Is 7 lbs light for an electric guitar?

Yes, relative to the average of around 8 pounds. It’s on the heavier edge of “lightweight,” but still noticeably easier on your shoulder than a 9 or 10 pound guitar.

Are hollowbody guitars lighter than solid-body guitars?

Usually, but not always. Hollow and semi-hollow bodies tend to weigh less, but a well-designed solid body, like the Strandberg, can be lighter than some hollowbodies.

Do chambered guitars sound thinner?

Not necessarily. Chambering removes wood from inside the body to cut weight, and it often adds a touch of resonance rather than thinning out the tone. The Epiphone Les Paul Muse is a good example.

Which lightweight guitar is best for back pain?
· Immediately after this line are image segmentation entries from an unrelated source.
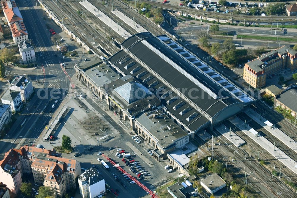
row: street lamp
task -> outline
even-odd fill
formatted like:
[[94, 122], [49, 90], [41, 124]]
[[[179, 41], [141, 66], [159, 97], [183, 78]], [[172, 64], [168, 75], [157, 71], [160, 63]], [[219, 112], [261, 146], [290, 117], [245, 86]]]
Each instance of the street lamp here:
[[8, 141], [9, 141], [9, 143], [10, 143], [10, 139], [9, 139], [9, 136], [6, 133], [4, 133], [4, 135], [6, 135], [7, 136], [8, 136]]
[[28, 114], [29, 114], [29, 110], [28, 110], [28, 108], [27, 108], [27, 107], [26, 107], [25, 106], [24, 106], [24, 107], [27, 109], [27, 111], [28, 111]]
[[20, 136], [20, 137], [19, 137], [19, 142], [20, 142], [20, 137], [23, 137], [23, 136]]
[[63, 61], [64, 61], [64, 67], [66, 69], [66, 65], [65, 65], [65, 59], [64, 58], [65, 57], [65, 56], [63, 56]]

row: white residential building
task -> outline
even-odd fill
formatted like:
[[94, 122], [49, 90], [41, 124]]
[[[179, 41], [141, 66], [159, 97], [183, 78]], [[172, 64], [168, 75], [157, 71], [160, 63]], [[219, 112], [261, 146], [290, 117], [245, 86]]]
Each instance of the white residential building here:
[[34, 47], [30, 40], [19, 42], [18, 44], [23, 63], [28, 64], [36, 61]]
[[94, 198], [105, 192], [104, 179], [93, 167], [86, 170], [79, 176], [78, 186], [83, 198]]
[[10, 106], [12, 111], [19, 111], [23, 107], [20, 92], [7, 90], [1, 98], [2, 103]]
[[10, 105], [0, 103], [0, 131], [4, 129], [12, 115]]
[[34, 91], [32, 82], [21, 76], [14, 78], [9, 87], [9, 89], [20, 92], [22, 100], [23, 101], [28, 100]]

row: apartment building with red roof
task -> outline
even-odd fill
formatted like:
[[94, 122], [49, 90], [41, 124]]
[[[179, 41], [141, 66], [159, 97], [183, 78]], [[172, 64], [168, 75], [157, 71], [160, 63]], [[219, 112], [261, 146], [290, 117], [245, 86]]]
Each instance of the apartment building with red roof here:
[[79, 162], [63, 158], [54, 150], [25, 146], [12, 149], [0, 161], [0, 182], [17, 194], [24, 173], [33, 174], [34, 182], [53, 189], [58, 197], [76, 188], [75, 178], [81, 173]]

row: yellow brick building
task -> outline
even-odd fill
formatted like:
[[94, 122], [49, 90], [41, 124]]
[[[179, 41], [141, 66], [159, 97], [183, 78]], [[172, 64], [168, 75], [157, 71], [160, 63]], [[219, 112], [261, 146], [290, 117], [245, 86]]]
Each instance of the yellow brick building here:
[[297, 51], [283, 46], [246, 63], [243, 78], [253, 87], [262, 87], [266, 85], [266, 77], [285, 69], [297, 69]]

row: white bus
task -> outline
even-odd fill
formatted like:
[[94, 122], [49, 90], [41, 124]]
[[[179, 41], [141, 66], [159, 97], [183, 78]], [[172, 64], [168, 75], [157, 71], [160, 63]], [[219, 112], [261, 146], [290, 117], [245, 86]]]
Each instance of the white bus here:
[[107, 165], [105, 162], [103, 160], [100, 160], [100, 163], [106, 170], [109, 170], [109, 166]]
The Strandberg Boden Prog NX 6 is the lightest option here, but the Gibson SG is a strong alternative if you want something more traditional that’s still noticeably lighter than a Les Paul.

What is the lightest type of electric guitar?
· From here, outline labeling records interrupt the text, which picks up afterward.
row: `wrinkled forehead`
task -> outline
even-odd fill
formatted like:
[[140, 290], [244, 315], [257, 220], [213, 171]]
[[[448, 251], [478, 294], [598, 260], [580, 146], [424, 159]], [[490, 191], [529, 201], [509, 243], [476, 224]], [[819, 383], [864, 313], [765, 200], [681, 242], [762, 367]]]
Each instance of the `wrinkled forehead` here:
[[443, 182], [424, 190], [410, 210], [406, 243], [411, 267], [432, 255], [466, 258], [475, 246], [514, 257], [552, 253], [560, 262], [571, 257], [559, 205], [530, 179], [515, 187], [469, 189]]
Headless solid body designs, like the Strandberg, tend to be the lightest overall, since they drop the headstock entirely and often use chambered or lightweight wood.

Are lightweight guitars good for beginners?

Yes. A lighter guitar is easier to hold through long practice sessions, which makes it less likely a beginner quits out of sheer physical discomfort.

Final Thoughts

The idea that a good guitar has to be heavy doesn’t hold up anymore. Every guitar on this list proves it.

The Strandberg, SG, and Les Paul Muse each solve the weight problem differently: total reinvention, smart classic design, and chambering, in that order. Try a few in person if you can. The number on the spec sheet matters less than how the guitar actually sits on your shoulder.

If you’re dealing with back pain, or you’re just tired of a sore shoulder by the end of a set, start with the Strandberg or the SG. Both deliver real tone without the weight that’s probably been bothering you all along.